Advertisement

Talk dirty to me

Share
Tara Ison is the author of the novels "A Child Out of Alcatraz" and the forthcoming "The List."

“AVOID writing about sex -- difficult to pull off, easy to trash,” the unnamed narrator, an aspiring novelist, reminds himself in Tarun J. Tejpal’s “The Alchemy of Desire.” Happily for the character, he is laboring to complete not an erotic novel but an expansive portrayal of contemporary India. Tejpal, however, a highly regarded journalist and publisher living in New Delhi, has set himself the daunting task of detailing a high-wattage sexual and romantic obsession -- and at 500-plus pages that’s a huge minefield of potential cliche and repetition for any writer to navigate. (The Kama Sutra of Vatsyayana details its staggering multiplicities of human sexual expression in far fewer pages.) He is largely successful, in part because he explores not just the steamy stage of such a relationship but its painful death throes as well. Along the way, he provides a fascinating analysis of 20th century India, a painfully accurate study of a writer in the writerly anguish of trying to write and an endless Scheherazadian weave of stories-within-stories-within-stories -- all in engaging and colorful prose, a literary crazy quilt of love, family, culture, politics and history. And yes, a lot of sex.

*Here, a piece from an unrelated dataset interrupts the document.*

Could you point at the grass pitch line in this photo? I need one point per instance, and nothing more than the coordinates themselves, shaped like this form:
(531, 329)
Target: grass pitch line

Tejpal’s protagonist wanders the geographical and socioeconomic landscapes of India accompanied by his loyal girlfriend/wife, Fizz; they travel from town to city to mountains while he tries to balance his attempts at writing with their consuming passion: “Love is not the greatest glue between two people. Sex is.... [A]nyone who has stretched and plumbed both mind and body will tell you the body, with its many nagging needs, is the true engine of life.” And this sexual fuel sustains him through the writing of two novels: The first, which he considers a juvenile effort, is thrown into the fire; his second is the aforementioned “grand narrative ... the sweeps of history and ideas and civilizations, the arching movements that make and unmake the world,” meant to “serve as a metaphor for the predicament of India.” He summarizes its braided, multi-generational narrative for us as he goes, illustrating how and why “India was no longer innocent. Terrorism in the eighties had ripped out our complacencies, and the three-decade-old grand glow of having kicked the British out with fine dignity was fading fast.”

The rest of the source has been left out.